On Jan 4, 2010, at 10:10 AM, Jody Harris <imhavoc at gmail.com> wrote:

> Ack!
>
> So, I'm NOT backing up my data!? (I'm just backing up the first 2MB  
> of each compressed table?)
>
> Okay, if immutable files are my only choice, how do I do garbage  
> collection to insure that a minimum of dead space is taken up by  
> "yesterday's" files?
>
> jody
> ----
> - Think carefully.
> - Contra mundum - "Against the world" (St. Athanasius)

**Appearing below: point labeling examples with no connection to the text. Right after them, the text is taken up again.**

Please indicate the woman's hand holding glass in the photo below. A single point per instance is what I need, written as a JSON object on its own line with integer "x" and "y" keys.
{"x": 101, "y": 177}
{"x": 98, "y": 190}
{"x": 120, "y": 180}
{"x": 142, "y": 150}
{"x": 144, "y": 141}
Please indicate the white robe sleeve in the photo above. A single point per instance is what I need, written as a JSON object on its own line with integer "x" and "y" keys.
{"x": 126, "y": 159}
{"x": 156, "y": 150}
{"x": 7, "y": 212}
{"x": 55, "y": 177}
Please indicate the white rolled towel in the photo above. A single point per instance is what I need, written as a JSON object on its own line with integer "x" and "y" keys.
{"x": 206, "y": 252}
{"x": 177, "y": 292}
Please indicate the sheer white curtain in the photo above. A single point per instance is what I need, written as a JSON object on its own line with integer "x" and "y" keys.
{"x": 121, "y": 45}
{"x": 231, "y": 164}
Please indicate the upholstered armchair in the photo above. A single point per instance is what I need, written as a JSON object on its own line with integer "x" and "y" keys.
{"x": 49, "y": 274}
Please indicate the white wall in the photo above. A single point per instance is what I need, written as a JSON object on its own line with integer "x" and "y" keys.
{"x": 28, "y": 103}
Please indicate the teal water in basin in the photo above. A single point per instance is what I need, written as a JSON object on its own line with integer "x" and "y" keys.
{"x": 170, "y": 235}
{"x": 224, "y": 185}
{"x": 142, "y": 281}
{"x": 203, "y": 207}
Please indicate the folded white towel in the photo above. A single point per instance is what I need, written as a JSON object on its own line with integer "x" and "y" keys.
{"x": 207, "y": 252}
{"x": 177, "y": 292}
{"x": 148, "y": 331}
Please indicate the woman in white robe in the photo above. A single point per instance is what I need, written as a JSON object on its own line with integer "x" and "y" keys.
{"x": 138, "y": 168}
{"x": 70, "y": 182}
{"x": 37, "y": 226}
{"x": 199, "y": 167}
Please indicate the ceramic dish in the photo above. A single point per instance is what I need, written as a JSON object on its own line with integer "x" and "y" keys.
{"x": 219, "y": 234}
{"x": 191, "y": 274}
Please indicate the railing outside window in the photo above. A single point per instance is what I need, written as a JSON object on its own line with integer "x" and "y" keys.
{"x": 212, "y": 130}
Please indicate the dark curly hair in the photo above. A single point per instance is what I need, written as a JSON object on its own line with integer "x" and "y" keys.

> - Credo ut intelliga - "I believe that I may know" (St. Augustin of  
> Hippo)
>
>
> On Mon, Jan 4, 2010 at 11:05 AM, Peter Secor <secorp at allmydata.com>  
> wrote:
> Mutable files currently have a small (2MB?) limit and cannot be used  
> for
> larger files. Immutable files (the default) have a much higher limit
> (12GB now?) and are much better suited for the purpose you described  
> of
> large snapshots of data that won't change later.
>
> There are ideas behind larger mutable files (#393) but they are not
> implemented yet.
>
> Ps
>
> On 1/4/10 7:37 AM, Jody Harris wrote:
> > Oh, I forgot to answer the "how?"
> >
> > ... put --mutable ...
> >
> > jody
> > ----
> > - Think carefully.
> > - Contra mundum - "Against the world" (St. Athanasius)
> > - Credo ut intelliga - "I believe that I may know" (St. Augustin  
> of Hippo)
> >
> >
> > On Sun, Jan 3, 2010 at 10:59 PM, Jody Harris <imhavoc at gmail.com
> > <mailto:imhavoc at gmail.com>> wrote:
> >
> >     I have a script that:
> >       - iterates though my MySQL tables
> >       - dumps each table
> >       - pipes the dump through gzip
> >       - write the file to a temp file
> >       - copies the file to [remote storage] (now Tahoe grid)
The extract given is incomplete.